- Classification: Division I
- Season: 2023–24
- Teams: 11
- Site: Campus sites (First Round and Quarterfinals) Indiana Farmers Coliseum Indianapolis, Indiana (Semifinals and Finals)
- Champions: Oakland (1st title)
- Winning coach: Greg Kampe (1st title)
- Attendance: 17,792 (total, first two rounds only)
- Television: ESPN+, ESPNU, ESPN2, ESPN

= 2024 Horizon League men's basketball tournament =

American college basketball postseason tournament

The 2024 Horizon League Men's Basketball Tournament was the final event of the 2023–24 men's basketball season for the Horizon League. It was held from March 5–12, 2024; first-round and quarterfinal games were played at the home courts of the higher seeds, with all remaining games at Indiana Farmers Coliseum in Indianapolis. The winner, Oakland, received the conference's automatic berth into the NCAA Tournament. The tournament was sponsored by Barbasol.

==Seeds==
All of the teams will participate in the tournament with the top-five teams receiving byes to the quarterfinals.

| Seed | School | Conf | Tiebreaker |
|---|---|---|---|
| 1 | Oakland | 15−5 |  |
| 2 | Youngstown State | 14−6 |  |
| 3 | Green Bay | 13−7 | 2–0 vs.

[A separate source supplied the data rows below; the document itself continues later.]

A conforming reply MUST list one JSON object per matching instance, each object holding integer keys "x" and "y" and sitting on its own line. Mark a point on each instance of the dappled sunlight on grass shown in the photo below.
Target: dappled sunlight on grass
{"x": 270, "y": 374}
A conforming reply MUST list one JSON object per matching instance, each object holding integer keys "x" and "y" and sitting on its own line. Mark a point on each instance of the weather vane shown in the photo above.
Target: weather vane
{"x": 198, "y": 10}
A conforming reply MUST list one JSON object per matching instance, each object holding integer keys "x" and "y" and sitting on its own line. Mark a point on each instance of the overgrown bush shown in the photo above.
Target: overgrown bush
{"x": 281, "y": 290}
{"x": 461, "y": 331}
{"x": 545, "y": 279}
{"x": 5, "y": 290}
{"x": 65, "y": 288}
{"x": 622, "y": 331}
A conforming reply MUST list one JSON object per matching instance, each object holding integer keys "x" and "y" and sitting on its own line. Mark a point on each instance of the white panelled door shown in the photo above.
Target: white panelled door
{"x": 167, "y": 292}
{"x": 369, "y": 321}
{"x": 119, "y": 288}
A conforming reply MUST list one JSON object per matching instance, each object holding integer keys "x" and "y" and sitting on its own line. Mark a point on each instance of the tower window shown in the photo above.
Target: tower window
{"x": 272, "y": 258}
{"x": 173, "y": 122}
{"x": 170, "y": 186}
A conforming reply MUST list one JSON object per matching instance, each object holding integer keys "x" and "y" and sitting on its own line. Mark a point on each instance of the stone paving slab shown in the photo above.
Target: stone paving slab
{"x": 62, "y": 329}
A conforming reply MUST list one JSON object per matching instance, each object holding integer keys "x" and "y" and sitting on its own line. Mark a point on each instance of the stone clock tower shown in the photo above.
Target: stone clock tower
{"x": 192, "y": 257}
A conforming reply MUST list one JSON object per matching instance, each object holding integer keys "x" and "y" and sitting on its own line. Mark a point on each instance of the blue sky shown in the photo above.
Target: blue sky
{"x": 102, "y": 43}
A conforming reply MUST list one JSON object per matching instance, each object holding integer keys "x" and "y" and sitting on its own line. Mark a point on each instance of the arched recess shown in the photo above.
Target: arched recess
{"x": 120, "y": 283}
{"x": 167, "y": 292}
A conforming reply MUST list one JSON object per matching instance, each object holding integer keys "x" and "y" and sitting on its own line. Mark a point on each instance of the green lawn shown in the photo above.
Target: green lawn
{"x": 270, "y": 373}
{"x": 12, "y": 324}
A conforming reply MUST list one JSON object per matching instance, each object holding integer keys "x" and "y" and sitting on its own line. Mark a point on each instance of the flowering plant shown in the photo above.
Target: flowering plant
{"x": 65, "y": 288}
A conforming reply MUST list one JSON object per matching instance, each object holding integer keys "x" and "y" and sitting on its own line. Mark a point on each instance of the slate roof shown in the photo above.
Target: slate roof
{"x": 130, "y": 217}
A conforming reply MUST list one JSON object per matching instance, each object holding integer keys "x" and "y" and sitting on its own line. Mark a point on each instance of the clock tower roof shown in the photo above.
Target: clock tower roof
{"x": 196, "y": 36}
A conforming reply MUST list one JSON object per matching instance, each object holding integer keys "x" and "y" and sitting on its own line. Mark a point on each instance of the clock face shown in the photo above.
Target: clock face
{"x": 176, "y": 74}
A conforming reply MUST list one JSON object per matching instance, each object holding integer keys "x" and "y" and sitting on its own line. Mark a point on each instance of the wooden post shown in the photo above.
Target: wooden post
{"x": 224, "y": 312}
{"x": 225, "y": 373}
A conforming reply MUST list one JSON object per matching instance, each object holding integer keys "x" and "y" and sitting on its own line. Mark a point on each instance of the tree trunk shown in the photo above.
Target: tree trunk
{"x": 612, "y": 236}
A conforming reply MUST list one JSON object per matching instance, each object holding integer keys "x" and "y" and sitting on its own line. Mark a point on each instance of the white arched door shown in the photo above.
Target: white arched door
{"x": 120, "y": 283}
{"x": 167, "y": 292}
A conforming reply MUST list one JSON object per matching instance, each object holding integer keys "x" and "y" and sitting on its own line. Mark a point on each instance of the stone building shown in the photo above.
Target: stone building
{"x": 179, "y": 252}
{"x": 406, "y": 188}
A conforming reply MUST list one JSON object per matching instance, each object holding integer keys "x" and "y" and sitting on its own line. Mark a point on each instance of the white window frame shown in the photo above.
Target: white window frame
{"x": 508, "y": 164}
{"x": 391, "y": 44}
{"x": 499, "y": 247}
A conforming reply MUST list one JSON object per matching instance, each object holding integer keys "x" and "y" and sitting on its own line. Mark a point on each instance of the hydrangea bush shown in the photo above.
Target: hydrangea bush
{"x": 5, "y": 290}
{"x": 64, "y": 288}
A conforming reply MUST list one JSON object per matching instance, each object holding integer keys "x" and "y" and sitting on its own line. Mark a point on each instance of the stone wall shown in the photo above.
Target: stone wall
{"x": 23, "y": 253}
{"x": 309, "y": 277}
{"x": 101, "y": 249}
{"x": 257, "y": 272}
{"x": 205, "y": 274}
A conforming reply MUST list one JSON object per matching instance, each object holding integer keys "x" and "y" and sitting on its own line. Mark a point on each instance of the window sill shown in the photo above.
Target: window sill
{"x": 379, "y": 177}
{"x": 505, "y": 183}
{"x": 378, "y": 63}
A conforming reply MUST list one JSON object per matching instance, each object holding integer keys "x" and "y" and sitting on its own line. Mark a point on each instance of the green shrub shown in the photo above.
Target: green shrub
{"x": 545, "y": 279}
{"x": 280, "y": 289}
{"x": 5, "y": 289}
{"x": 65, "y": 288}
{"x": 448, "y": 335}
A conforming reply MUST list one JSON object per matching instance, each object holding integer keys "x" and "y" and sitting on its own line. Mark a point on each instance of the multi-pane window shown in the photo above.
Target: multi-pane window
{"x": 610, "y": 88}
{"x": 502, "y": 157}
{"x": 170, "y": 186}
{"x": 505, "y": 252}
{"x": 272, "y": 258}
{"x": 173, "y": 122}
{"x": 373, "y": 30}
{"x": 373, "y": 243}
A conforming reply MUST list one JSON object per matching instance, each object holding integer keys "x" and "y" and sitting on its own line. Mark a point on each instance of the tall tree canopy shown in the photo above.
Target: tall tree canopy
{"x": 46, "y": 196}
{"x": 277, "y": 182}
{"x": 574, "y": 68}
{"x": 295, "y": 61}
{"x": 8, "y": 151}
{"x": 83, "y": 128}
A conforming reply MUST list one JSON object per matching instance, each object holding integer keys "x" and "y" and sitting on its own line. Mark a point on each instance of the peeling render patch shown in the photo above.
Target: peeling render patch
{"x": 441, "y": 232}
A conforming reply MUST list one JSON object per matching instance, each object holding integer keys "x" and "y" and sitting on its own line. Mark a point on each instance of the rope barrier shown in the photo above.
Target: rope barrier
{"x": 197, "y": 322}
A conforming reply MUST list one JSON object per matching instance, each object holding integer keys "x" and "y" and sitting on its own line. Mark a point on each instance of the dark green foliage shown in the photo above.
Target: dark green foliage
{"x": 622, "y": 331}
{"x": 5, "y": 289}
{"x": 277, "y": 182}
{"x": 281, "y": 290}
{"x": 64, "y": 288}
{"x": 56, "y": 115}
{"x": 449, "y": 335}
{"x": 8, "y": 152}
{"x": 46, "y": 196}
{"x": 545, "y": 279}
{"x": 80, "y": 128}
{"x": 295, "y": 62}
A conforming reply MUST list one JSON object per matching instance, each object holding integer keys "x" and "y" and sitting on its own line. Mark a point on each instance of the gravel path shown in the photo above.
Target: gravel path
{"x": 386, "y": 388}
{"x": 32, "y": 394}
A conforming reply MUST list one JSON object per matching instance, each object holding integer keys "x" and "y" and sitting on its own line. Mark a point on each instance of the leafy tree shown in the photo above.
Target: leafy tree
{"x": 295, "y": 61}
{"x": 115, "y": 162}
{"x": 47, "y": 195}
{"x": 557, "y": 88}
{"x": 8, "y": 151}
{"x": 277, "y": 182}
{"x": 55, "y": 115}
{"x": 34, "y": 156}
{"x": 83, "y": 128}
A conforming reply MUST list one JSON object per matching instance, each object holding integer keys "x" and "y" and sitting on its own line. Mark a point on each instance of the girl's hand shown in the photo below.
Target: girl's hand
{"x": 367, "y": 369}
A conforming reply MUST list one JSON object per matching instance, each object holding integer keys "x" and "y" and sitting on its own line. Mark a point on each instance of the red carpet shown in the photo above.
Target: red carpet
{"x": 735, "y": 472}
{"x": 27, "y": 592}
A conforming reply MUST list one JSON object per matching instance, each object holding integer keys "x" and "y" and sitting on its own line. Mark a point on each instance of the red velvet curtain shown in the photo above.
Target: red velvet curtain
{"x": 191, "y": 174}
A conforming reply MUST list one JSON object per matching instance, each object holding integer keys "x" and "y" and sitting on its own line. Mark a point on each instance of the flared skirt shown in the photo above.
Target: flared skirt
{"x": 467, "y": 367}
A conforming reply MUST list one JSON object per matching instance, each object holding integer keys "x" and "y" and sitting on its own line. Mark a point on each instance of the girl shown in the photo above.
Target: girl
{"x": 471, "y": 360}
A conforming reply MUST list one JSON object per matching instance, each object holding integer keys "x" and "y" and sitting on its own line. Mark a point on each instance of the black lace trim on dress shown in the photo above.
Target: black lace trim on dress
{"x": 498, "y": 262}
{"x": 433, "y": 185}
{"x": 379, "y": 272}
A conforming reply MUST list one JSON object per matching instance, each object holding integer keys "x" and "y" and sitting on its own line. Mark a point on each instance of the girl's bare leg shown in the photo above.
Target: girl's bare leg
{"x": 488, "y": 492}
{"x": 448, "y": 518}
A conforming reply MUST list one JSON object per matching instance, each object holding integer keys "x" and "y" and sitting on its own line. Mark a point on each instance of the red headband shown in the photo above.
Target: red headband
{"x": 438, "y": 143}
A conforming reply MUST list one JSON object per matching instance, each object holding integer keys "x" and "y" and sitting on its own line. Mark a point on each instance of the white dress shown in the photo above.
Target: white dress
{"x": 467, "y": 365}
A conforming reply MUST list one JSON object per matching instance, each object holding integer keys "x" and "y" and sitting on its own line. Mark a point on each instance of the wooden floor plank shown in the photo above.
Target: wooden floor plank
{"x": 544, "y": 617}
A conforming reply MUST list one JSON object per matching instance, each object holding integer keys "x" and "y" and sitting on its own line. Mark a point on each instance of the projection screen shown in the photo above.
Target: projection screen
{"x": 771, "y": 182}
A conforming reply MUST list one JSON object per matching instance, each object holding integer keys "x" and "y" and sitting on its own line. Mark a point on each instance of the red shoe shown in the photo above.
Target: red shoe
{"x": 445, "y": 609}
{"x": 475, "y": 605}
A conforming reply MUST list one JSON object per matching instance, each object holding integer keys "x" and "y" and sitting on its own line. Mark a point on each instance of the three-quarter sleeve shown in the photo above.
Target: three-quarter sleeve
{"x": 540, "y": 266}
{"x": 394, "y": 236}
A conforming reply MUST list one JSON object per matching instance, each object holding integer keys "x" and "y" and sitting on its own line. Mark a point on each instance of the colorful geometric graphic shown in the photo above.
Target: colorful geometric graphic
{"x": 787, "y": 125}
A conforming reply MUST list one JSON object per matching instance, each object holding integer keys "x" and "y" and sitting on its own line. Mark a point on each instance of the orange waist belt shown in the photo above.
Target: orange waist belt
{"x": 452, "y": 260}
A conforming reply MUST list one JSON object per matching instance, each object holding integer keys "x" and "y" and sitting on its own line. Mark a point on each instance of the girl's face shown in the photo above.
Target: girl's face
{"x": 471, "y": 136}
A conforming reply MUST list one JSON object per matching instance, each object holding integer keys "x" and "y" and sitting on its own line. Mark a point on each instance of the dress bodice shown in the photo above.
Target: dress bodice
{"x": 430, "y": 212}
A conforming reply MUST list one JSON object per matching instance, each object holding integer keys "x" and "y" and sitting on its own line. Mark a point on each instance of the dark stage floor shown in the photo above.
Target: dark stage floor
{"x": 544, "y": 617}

Wright State |
| 4 | Wright State | 13−7 | 0–2 vs. Green Bay |
| 5 | Northern Kentucky | 12−8 | 1–1 vs. Milwaukee/1–1 vs. Oakland |
| 6 | Milwaukee | 12−8 | 1–1 vs. Northern Kentucky/0–2 vs. Oakland |
| 7 | Cleveland State | 11−9 | 2–0 vs. Purdue Fort Wayne |
| 8 | Purdue Fort Wayne | 11−9 | 0–2 vs. Cleveland State |
| 9 | Robert Morris | 6−14 |  |
| 10 | IUPUI | 2−18 |  |
| 11 | Detroit Mercy | 1−19 |  |

==Schedule==

Game: Time; Matchup; Score; Television; Attendance
First round – Tuesday, March 5
1: 8:00 pm; No. 11 Detroit Mercy at No. 6 Milwaukee; 79–83; ESPN+; 1,558
2: 7:00 pm; No. 10 IUPUI at No. 7 Cleveland State; 66–85; 1,333
3: 7:00 pm; No. 9 Robert Morris at No. 8 Purdue Fort Wayne; 63–78; 959
Quarterfinals – Thursday, March 7
4: 7:00 pm; No. 8 Purdue Fort Wayne at No. 1 Oakland; 65–75; ESPN+; 3,721
5: 7:00 pm; No. 7 Cleveland State at No. 2 Youngstown State; 82–70; 3,102
6: 9:00 pm; No. 6 Milwaukee at No. 3 Green Bay; 95–84; 2,394
7: 8:00 pm; No. 5 Northern Kentucky at No. 4 Wright State; 99–97 ^{OT}; 4,725
Semifinals – Monday, March 11 at Indiana Farmers Coliseum, Indianapolis, IN
8: 7:00 pm; No. 7 Cleveland State vs. No. 1 Oakland; 71–74; ESPNU; —
9: 9:30 pm; No. 6 Milwaukee vs. No. 5 Northern Kentucky; 82–75; ESPN2
Championship – Tuesday, March 12 at Indiana Farmers Coliseum, Indianapolis, IN
10: 7:00 pm; No. 1 Oakland vs. No. 6 Milwaukee; 83–76; ESPN; —
All game times Eastern. Rankings denote tournament seed

==Bracket==
The Horizon League does not use a fixed bracket tournament system, and pairings are re-seeded after the first and second rounds.